3) It is also suggested that you might attempt mosaic overexpression of Vegfr2 in ECs, in order to assess whether this gain of function could induce Ca²⁺ responses during the angiogenic process. This recommendation may be harder to perform and interpret and so is not absolutely mandatory

According to the reviewers’ advice, we have overexpressed Vegfr2 and NES (nuclear export signal) tagged-mCherry to mark the cells in which overexpressed Vegfr2 is distinguished from other ECs in a mosaic manner. However, we could not detect significant enhancement of Ca²⁺ oscillations in the ECs expressing exogenous Vegfr2 before or during sprouting angiogenesis from the dorsal aorta (DA). We consider that overexpression of Vegfr2 could not cause a gain of function effect, because ECs might have a surplus amount of endogenous Vegfr2 to respond to endogenous Vegfa. Then, we examined the effect of Vegfr2 over-expression in vegfr2 morphants. Whereas Ca²⁺ oscillations were abolished in ECs within the DA in vegfr2 morphants, exogenous Vegfr2 recovered Ca²⁺ oscillations in the morphants (new Figure 3—figure supplement 1C-F). These new results support our notion that Vegfr2 is an essential regulator of the Ca²⁺ oscillations in the DA.

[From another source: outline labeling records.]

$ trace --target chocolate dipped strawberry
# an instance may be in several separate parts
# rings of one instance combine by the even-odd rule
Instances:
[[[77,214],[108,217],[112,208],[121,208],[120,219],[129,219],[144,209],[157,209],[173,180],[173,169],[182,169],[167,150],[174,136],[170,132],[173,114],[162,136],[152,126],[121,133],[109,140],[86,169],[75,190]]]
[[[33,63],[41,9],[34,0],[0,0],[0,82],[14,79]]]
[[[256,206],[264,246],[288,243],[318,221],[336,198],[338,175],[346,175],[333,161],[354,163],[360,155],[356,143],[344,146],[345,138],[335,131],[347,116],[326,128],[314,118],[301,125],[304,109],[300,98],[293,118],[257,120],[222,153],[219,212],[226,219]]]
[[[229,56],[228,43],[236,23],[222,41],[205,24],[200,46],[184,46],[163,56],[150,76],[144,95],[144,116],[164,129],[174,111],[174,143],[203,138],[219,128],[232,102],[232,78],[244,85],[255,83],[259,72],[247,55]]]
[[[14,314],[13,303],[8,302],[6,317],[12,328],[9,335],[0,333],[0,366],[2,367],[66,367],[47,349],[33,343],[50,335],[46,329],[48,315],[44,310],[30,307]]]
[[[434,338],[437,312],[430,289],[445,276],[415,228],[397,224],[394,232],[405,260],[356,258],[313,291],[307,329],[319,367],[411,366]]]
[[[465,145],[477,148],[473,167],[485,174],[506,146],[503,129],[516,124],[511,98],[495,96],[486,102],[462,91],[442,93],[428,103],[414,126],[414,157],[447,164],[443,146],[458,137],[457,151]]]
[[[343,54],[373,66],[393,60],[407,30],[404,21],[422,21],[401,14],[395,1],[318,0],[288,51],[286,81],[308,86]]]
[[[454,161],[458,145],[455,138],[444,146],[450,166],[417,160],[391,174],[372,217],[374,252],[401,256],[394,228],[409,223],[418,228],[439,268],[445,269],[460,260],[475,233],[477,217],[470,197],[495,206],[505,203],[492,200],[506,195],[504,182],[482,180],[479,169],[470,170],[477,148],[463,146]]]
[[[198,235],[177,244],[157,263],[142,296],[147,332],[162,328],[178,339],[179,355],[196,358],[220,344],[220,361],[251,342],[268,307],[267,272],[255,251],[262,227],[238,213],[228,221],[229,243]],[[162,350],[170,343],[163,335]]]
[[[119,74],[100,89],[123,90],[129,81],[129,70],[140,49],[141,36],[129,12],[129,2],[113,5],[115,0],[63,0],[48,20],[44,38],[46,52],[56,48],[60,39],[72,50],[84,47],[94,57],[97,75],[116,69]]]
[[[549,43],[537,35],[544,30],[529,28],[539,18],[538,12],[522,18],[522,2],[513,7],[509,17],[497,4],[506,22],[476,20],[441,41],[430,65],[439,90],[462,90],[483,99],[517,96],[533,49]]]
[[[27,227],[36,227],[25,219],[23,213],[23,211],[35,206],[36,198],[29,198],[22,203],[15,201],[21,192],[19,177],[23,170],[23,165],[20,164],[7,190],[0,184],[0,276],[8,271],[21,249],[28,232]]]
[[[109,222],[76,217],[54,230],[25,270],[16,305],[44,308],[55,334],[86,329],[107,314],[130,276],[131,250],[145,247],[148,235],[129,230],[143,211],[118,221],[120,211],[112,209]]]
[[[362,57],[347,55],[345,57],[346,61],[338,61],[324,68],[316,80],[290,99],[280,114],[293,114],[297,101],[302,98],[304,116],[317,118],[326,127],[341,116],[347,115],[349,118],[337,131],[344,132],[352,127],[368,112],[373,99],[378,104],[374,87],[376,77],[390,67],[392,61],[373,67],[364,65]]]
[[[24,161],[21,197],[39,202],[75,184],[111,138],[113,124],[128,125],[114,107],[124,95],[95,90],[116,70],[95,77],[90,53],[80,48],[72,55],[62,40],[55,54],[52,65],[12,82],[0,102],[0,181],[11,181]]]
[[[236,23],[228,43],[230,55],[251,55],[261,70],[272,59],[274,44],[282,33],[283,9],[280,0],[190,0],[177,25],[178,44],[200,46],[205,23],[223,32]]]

4) Because the transgenic reporter line is new, some control experiments are crucial for publication. The authors should show that the endothelial-specific Ca probe responds as expected by looking at well-established agonists and antagonists of Ca signaling.

Precisely following the reviewers’ comments, we have confirmed that GFP from GCaMP7 reflects changes in intracellular Ca²⁺ levels in ECs. While inonomycin treatment markedly enhanced GCaMP7a fluorescence in HUVECs (new Figure 1—figure supplement 1A) and in zebrafish (new Figure 1—figure supplement 1C), BAPTA-AM treatment blocked enhancement of GCaMP7a fluorescence induced by VEGF-A (new Figure 1—figure supplement 1B).